Top Down, Bottoms Up
From “Icy Thrills & Spills” in our December 1992 issue. Photograph by Thomas Mark Szelog.
The ride may be short and the finale a bit undignified, but anyone who has hurtled down the toboggan chute at Camden Snow Bowl agrees it’s a thrill. On their 10-second journey from the tipping platform to frozen Hosmer Pond, tobogganers are likely to reach speeds up to 40 mph. But the 2-year-old, 400-foot wooden chute has given this community more than an adrenalin rush. It’s brought townspeople together for lively winter fun and revived a bit of local history as well.
As a child, Jack Williams witnessed the 1936 construction of the ski area, including the original wooden toboggan chute built at the Camden shipyard and stained by local women. Over time, the chute rotted out, and it was abandoned in 1964. When there was talk in the late ’80s of shutting down the Snow Bowl due to lack of reliable snow, Williams presented the idea of resurrecting the chute to create additional revenue and spark community involvement.
Local businesses contributed $9,000 for materials, and volunteers held parties to complete the construction.

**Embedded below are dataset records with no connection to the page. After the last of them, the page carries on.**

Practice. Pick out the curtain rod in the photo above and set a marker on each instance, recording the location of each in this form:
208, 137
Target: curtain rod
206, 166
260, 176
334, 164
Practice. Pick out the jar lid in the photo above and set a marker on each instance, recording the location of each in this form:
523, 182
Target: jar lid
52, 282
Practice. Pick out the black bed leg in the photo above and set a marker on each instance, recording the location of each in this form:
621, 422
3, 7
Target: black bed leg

In the late fall of 1990, Williams had the honor of being the first person down it, and he’s since been followed by hundreds of people, including competitors in the National Toboggan Championships, the country’s only organized wooden toboggan race. “People used to think the Snow Bowl was only for wealthy people who went downhill skiing,” Williams says. “Now we see a diverse crowd, and everyone enjoys the toboggan chute.”
Earlier this year, the U.S. National Toboggan Committee presented Jack Williams, now 90, with a trophy commemorating his dedication to building and maintaining the toboggan chute that bears his name. The plaque thanked him for “bringing a legacy of healthy competition and winter activities to the state of Maine for generations to come.” Registration is now open for the 28th annual National Toboggan Championships, to be held in February.